Description of the data here: https://archive.ics.uci.edu/ml/datasets/Mushroom
The data does not contain any headers so set header=FALSE Details here: https://cran.r-project.org/web/packages/data.table/vignettes/datatable-intro.html
Check the data
head(df.mushroom)
## V1 V2 V3 V4 V5 V6 V7 V8 V9 V10 V11 V12 V13 V14 V15 V16 V17 V18 V19 V20
## 1: p x s n t p f c n k e e s s w w p w o p
## 2: e x s y t a f c b k e c s s w w p w o p
## 3: e b s w t l f c b n e c s s w w p w o p
## 4: p x y w t p f c n n e e s s w w p w o p
## 5: e x s g f n f w b k t e s s w w p w o e
## 6: e x y y t a f c b n e c s s w w p w o p
## V21 V22 V23
## 1: k s u
## 2: n n g
## 3: n n m
## 4: k s u
## 5: n a g
## 6: k n g
Now we need to use the provided documentation in order to name the columns with the correct names. Lets create a vector that has all the column names. We can append this vector to the columns to assign column names This handy tutorial details the process I used: http://rprogramming.net/rename-columns-in-r/
Append the column names to the dataframe
colnames(df.mushroom) <- mushroom.col
df.mushroomb<-subset(df.mushroom, select=c('class', 'capshape', 'odor', 'spore_print_color'))

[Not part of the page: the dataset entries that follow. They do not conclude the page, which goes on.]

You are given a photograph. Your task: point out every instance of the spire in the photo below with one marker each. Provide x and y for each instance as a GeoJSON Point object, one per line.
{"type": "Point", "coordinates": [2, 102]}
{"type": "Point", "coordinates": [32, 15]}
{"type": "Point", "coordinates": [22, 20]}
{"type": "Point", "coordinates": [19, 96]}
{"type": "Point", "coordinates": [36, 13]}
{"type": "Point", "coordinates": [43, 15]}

We can do this manually but a loop to iterate on each entry might be easier. Lets convert the other entries in the selected columns to their full names as well. Refer to this link for a handy tutorial I used to write the following loops https://www.datamentor.io/r-programming/if-else-statement
i <- 1
for (x in df.mushroomb$class)
{
if (x == 'p')
{
df.mushroomb$class[i] <- "poisonous"
}
else if (x == 'e')
{
df.mushroomb$class[i] <- "edible"
}
i <- i + 1
}
i <- 1
for (x in df.mushroomb$capshape)
{
if (x == 'b')
{
df.mushroomb$capshape[i] <- "bell"
}
else if (x == 'c')
{
df.mushroomb$capshape[i] <- "conical"
}
else if (x == 'x')
{
df.mushroomb$capshape[i] <- "convex"
}
else if (x == 'f')
{
df.mushroomb$capshape[i] <- "flat"
}
else if (x == 'k')
{
df.mushroomb$capshape[i] <- "knobbed"
}
else if (x == 's'){
df.mushroomb$capshape[i] <- "sunken"
}
i <- i + 1
}
i <- 1
for (x in df.mushroomb$odor)
{
if (x == 'a')
{
df.mushroomb$odor[i] <- "almond"
}
else if (x == 'l')
{
df.mushroomb$odor[i] <- "anise"
}
else if (x == 'c')
{
df.mushroomb$odor[i] <- "creosote"
}
else if (x == 'y')
{
df.mushroomb$odor[i] <- "fishy"
}
else if (x == 'f')
{
df.mushroomb$odor[i] <- "foul"
}
else if (x == 'm')
{
df.mushroomb$odor[i] <- "musty"
}
else if (x == 'n')
{
df.mushroomb$odor[i] <- "none"
}
else if (x == 'p')
{
df.mushroomb$odor[i] <- "pungent"
}
else if (x == 's')
{
df.mushroomb$odor[i] <- "spicy"
}
i <- i + 1
}
i <- 1
for (x in df.mushroomb$spore_print_color)
{
if (x == 'k')
{
df.mushroomb$spore_print_color[i] <- "black"
}
else if (x == 'n')
{
df.mushroomb$spore_print_color[i] <- "brown"
}
else if (x == 'b')
{
df.mushroomb$spore_print_color[i] <- "buff"
}
else if (x == 'h')
{
df.mushroomb$spore_print_color[i] <- "chocolate"
}
else if (x == 'r')
{
df.mushroomb$spore_print_color[i] <- "green"
}
else if (x == 'o')
{
df.mushroomb$spore_print_color[i] <- "orange"
}
else if (x == 'u')
{
df.mushroomb$spore_print_color[i] <- "purple"
}
else if (x == 'w')
{
df.mushroomb$spore_print_color[i] <- "white"
}
else if (x == 'y')
{
df.mushroomb$spore_print_color[i] <- "yellow"
}
i <- i + 1
}
Troubleshooting: You may need to specify factors as false when you load in the data, otherwise the loops will not work. This depends on how the data is loaded in. fread seemed to fix it. How is our data so far?
head(df.mushroomb)
## class capshape odor spore_print_color
## 1: poisonous convex pungent black
## 2: edible convex almond brown
## 3: edible bell anise brown
## 4: poisonous convex pungent black
## 5: edible convex none brown
## 6: edible convex almond black
Data looks good! Looks good, lets explore the data What are the relative frequencies for the class variable? Lets try some things to answer this question
Get the counts of edible or poisonous
table(df.mushroomb$class)
##
## edible poisonous
## 4208 3916
convert counts to proportions instead
class_counts <- table(df.mushroomb$class)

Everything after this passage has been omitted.